More Than a Pet
The lecturer paused and looked at the faces watching him, noting the different expressions. Most were expectant; one or two looked a little less convinced by what he was saying. He nodded to himself; the percentages were about average, and if he were to ask he would undoubtedly find that those who looked less convinced were from families that had never had a pet of any kind, and when they were children had never wanted a pet and had never known anyone who had a pet.
Because in the past he had asked, and that had always been the response. And it did not auger well for a good sentinel-guide relationship. Because, of course, master-devoted pet was the basis of a good working relationship.
He pressed a small button on his desk.
The door behind him opened and a man, three or four years younger than the lecturer, ran in. He went straight to the lecturer, and the students were aware that his body was quivering with excitement.

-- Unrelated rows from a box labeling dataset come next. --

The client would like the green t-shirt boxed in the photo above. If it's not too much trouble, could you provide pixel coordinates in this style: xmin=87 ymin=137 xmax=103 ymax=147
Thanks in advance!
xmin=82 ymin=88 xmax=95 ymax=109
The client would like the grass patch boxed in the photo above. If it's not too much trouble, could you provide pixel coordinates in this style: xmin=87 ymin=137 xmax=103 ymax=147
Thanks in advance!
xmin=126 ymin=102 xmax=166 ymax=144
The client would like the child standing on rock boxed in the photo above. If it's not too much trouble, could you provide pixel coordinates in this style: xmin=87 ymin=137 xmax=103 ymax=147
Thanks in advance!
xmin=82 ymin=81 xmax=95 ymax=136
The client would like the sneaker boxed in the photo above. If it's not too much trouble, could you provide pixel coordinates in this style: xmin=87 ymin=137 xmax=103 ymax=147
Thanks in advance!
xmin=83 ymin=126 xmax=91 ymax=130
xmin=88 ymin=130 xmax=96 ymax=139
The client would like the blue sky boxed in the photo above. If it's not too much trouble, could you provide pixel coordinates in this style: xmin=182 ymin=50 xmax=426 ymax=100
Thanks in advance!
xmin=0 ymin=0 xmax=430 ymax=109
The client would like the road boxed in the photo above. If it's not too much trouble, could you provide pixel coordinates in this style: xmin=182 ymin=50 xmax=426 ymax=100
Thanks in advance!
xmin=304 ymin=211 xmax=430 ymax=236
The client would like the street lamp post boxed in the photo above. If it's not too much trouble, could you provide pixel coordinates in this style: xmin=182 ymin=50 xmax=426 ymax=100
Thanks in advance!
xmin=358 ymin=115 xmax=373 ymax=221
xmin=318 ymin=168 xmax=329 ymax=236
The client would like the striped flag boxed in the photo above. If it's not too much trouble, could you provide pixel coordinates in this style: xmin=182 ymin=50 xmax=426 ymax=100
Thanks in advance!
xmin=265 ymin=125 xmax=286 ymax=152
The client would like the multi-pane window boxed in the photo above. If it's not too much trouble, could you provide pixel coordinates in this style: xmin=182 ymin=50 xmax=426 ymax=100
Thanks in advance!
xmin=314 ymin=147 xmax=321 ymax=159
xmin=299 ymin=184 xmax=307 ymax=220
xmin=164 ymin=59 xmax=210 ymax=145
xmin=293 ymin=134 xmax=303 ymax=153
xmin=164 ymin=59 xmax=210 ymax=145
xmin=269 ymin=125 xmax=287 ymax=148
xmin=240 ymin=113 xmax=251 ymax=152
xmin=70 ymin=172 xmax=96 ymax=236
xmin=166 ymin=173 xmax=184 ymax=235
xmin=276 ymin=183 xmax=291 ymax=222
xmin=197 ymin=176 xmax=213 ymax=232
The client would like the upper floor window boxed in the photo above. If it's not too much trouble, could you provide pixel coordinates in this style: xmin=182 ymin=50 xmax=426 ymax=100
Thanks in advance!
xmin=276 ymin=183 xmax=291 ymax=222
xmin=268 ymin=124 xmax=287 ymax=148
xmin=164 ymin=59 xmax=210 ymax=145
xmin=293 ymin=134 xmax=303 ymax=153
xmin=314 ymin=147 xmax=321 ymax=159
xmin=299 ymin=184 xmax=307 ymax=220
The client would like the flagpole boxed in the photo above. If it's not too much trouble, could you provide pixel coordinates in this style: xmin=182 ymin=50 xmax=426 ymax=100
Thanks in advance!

The lecturer raised his hand and the newcomer pushed his head against it, clearly begging to have it stroked.
The lecturer obliged, then said quietly, "Sit."
The man obeyed, sitting on a stool beside the desk. He had not at any point shown any interest in the class; his attention was wholly on the lecturer, who continued with his lesson.
"As you can see, guides are totally devoted to their sentinels. They are like pets - especially dogs - that have known only kind homes since puppyhood. However, unlike dogs that find their new homes when they are perhaps six to eight weeks old and are trained by their masters, guides are raised - and trained - in what you might call orphanages. They have been socialized and interact well with people in general, but they all want that one sentinel who is their master, and for whom they will do anything. Think of it as the relationship between someone deaf and a hearing dog; someone blind and a seeing-eye dog. The dog has been trained to alert its owner to things the owner can't hear or see. A sentinel has certain weaknesses; the guide has been trained to respond to those.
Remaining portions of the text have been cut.